At a station made of white miniature houses and other inventive shapes, Christian Schmitz, Ambassador to Japan at World Innovations Forum, walks participants through the steps needed to achieve their vision for the future. One-by-one participants explore ways to get from the world of now to the world of their vision.

Amidst this thoughtful discussion, the “spirit of time” whisks participants away to the final station — “relating,” which is guided by Eric Siu, founder of Touchy Human Camera. Here, they explore the community and connections with people they can cultivate to make their visions reality. This station reflects the purpose of Future Champions — to connect and build supportive relationships with our fellow leaders and adventurers.

Eric Siu guides a group through the “Relating” station. Photo by Bea Jacoste Lozano.

For Zack Porges, a research fellow at the Food Innovation Program, the exploration of the four capabilities “created a cross-pollination opportunity allowing for a free flow of ideas across disparate cultural groups and unique perspectives.”

“It helped clarify my own vision and showed me opportunities I hadn’t explored to make my vision a reality in order to solve social problems while valorizing cultural heritage,” he says.
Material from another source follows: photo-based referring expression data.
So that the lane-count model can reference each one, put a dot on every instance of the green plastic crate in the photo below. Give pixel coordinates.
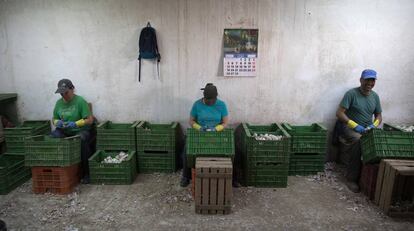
(157, 162)
(267, 175)
(116, 136)
(377, 144)
(157, 137)
(13, 173)
(112, 173)
(389, 127)
(48, 151)
(265, 150)
(307, 138)
(306, 164)
(15, 136)
(209, 144)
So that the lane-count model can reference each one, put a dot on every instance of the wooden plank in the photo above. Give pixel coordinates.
(389, 189)
(206, 186)
(380, 176)
(213, 189)
(198, 190)
(229, 189)
(220, 190)
(384, 185)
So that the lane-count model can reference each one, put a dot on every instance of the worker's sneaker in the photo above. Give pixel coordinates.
(184, 182)
(85, 180)
(352, 186)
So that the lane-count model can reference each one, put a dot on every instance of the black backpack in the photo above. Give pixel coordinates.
(148, 47)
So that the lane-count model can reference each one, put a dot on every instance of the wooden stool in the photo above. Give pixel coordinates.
(395, 178)
(213, 186)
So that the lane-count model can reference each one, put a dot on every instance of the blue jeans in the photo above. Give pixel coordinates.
(85, 137)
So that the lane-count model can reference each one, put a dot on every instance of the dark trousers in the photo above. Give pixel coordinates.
(86, 152)
(186, 170)
(353, 143)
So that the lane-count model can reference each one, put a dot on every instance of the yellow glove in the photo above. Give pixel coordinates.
(196, 126)
(80, 123)
(219, 128)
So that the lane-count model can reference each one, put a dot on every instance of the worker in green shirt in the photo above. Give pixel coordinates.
(72, 116)
(359, 111)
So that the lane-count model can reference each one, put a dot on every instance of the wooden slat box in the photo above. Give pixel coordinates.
(213, 186)
(395, 183)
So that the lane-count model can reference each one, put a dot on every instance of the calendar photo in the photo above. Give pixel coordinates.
(240, 52)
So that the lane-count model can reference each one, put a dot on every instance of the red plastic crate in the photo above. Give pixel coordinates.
(57, 180)
(368, 180)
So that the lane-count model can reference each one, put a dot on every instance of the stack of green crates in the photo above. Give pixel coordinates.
(308, 148)
(158, 146)
(209, 144)
(15, 136)
(112, 173)
(13, 173)
(389, 142)
(111, 139)
(265, 162)
(48, 151)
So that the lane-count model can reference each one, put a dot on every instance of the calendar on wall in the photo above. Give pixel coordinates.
(240, 52)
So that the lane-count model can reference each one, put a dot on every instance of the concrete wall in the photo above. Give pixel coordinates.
(310, 53)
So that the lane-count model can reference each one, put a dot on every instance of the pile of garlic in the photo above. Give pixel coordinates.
(406, 128)
(267, 137)
(122, 156)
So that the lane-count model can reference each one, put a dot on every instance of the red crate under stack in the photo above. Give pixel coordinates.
(368, 180)
(56, 180)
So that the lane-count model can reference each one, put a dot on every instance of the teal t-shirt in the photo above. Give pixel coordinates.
(77, 108)
(360, 108)
(209, 116)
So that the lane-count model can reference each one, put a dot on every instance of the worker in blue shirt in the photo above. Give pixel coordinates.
(207, 114)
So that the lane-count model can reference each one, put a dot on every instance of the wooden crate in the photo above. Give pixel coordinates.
(213, 186)
(395, 182)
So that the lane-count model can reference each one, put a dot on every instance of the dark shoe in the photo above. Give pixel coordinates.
(236, 184)
(184, 182)
(85, 180)
(352, 186)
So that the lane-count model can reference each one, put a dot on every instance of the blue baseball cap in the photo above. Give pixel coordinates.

After all participants move through the stations, we continue the adventure with a climb to the Edgeof rooftop. The sun has already set, and a string of yellow lights shine around us as connect as a newly created community. After special guests reflect and share our visions, Levkoff raises a glass to give a toast — “To the realization of all visions in service to a world that works for all!” he says.

After some reflection, Levkoff shares: “Even though each event brought together a new group of strangers, after having shared a journey together; featured guests, participants and interns alike share in a warm feeling of community and hope for the future — a future in which we all are champions with the leadership capacities to realize our visions.”